Kamis, 11 Juli 2013

Pendeta Dumanauw MV Kandijoh (Seri Tokoh Gereja Manado Utara)


Oleh: Iverdixon Tinungki

Aras pelayanan Wilayah Manado Utara baru digunakan mendekati masa-masa akhir dari 22 tahun kepemimpinan Pendeta Hendrik Daandel di Bethanie Singkil Sindulang. Penggantinya adalah Pendeta Dumanauw  Musa Victor Kandijoh. Di tempatkan di Jemaat Singkil Sindulang sejak 1973.
Pendeta Kandijoh Dilahirkan di Manembo-nembo Tonsea 11 Juni 1926. Istrinya Zus Alwina Rampengan. Ia adalah lulusan sekolah Theologia di Tomohon; lanjutan dari STOVIL. Disitu ia merasakan sampai 3 orang direktur berganti-ganti yaitu pertama Ds MUNDUNG, kedua Ds R.M Luntungan dan ketiga Ds. Manuel Sondak. Setelah lulus ia ditempatkan di jemaat GMIM Bitung dari 1952 sampai 1953. Sesudah itu ke Jemaat Airmadidi (1953-1955), Jemaat Tatelu (1955-1965), Kemudian 14 tahun bertugas di daerah “asalnya” Tonsea.  Oleh BP Sinode GMIM sudah dianggap mantap untuk pergi melayani daerah lain, maka dikirimkanlah pendeta Musa Kandijoh keluar dari Wilayah GMIM dan masuk ke Sulawesi Tengah, Kabupaten Donggala dan menjadi Ketua Sinode GPDI di sana.

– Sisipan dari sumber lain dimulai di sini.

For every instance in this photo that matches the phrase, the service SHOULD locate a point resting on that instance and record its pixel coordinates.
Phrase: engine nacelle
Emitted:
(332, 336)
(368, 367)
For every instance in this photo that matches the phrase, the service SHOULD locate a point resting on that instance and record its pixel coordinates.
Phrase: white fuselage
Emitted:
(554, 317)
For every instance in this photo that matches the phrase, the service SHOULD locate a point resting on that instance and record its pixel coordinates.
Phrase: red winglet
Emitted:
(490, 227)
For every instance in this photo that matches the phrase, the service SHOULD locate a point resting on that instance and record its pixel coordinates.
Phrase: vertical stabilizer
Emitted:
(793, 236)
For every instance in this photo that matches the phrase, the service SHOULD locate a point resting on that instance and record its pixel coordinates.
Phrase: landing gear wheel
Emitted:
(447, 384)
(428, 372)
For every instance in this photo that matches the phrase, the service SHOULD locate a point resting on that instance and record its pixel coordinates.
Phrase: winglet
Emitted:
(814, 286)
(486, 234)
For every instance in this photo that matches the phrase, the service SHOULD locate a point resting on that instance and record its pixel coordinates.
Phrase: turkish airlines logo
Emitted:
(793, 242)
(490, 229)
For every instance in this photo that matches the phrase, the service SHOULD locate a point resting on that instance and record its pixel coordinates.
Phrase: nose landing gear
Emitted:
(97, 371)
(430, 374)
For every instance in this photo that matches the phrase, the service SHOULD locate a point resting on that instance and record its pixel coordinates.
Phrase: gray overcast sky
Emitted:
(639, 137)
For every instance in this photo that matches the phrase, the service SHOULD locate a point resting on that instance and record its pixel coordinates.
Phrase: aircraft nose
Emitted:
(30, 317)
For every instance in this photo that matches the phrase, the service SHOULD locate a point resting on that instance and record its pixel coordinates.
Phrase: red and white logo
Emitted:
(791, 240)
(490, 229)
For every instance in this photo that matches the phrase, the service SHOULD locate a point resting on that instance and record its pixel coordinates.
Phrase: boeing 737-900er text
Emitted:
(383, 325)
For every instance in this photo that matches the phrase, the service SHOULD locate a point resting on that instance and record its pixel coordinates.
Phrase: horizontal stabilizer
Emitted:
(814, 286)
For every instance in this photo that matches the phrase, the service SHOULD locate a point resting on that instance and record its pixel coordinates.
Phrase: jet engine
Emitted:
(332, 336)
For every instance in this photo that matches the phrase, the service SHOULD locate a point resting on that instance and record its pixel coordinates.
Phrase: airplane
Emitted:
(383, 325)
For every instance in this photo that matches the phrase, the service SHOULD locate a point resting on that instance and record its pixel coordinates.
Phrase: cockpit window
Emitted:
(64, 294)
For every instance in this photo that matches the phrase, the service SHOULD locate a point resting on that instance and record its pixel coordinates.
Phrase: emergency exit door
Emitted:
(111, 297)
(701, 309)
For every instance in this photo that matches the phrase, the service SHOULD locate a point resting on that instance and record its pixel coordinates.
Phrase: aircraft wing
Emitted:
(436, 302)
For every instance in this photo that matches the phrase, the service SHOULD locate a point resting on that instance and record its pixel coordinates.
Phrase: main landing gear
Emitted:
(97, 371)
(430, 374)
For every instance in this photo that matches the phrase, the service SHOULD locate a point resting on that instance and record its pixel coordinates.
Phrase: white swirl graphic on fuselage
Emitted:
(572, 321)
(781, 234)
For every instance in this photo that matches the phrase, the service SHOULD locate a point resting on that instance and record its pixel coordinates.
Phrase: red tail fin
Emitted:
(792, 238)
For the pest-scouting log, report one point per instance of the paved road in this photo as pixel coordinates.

Dalam catatan Sem Narande dipapar dimana Jemaat Bethanie Singkil Sindulang begitu juga Wilayah Manado Utara saat itu ikut merasa kabagian “akibat” dari seorang pendeta yang sudah pernah memimpin satu Sinode lantas kembali memimpin satu Jemaat atau hanya beberapa Jemaat.
GPDI yang dipimpin Pendeta Kandijoh meliputi tidak kurang 30 jemaat di waktu itu. Bandingkan saja ketika di Singkil untuk memimpin Wilayah Manado Utara hanya meliputi 14 Jemaat.  Di Donggala selaku ketua Sinode GPDI Pendeta Musa Kandijoh bertugas sampai tahun 1968, jadi selama 3 tahun. Sesudah itu ditarik kembali ke Bitung.
Ketika kembali ke Sulawesi Utara, jabatan Ketua BP Sinode  GPDI  diserah terimakan pada pendeta Maurits Lagimpu. Di tahun 1970 ke Jemaat Girian. Setahun kemudian yaitu di tahun 1971 masuklah Musa Kandijoh di bilangan pojok Utara Kota Manado yaitu di Jemaat GMIM Pniel Tuna dan kemudian ditugaskan ke Jemaat Singkil Sindulang pada tahun 1973.
Waktu di Jemaat Tuna itulah pada saat pendeta Hendrik Daandel sakit maka untuk mencegah kevacuman pimpinan wilayah, ia di tunjuk oleh BP Sinode untuk menjabat sementara sebagai ketua Wilayah. Kenapa bukan pendeta-pendeta lain yang menjadi Konsulen di Jemaat Bethanie Singkil/Sindulang yang di tunjuk tetapi ia yang berada di Tuna yang dipilih BP Sinode untuk merangkapnya; tentu BP Sinode GMIM cukup meng-reference pada latar kariernya yang pernah menjadi ketua Sinode GPDI. Di jemaat Tuna ia sempat mengambil  bagian membangun Pastori.
            Sejak dipindahkan dari jemaat Tuna, Pendeta Kandijoh  hanya bertugas selama 3 tahun sebagai ketua BPMJ Singkil Sindulang dan sekaligus Ketua Wilayah Manado Utara, hingga pada tahun 1976 ia ditugaskan ke Jemaat  GMIM Paulus Titiwungen.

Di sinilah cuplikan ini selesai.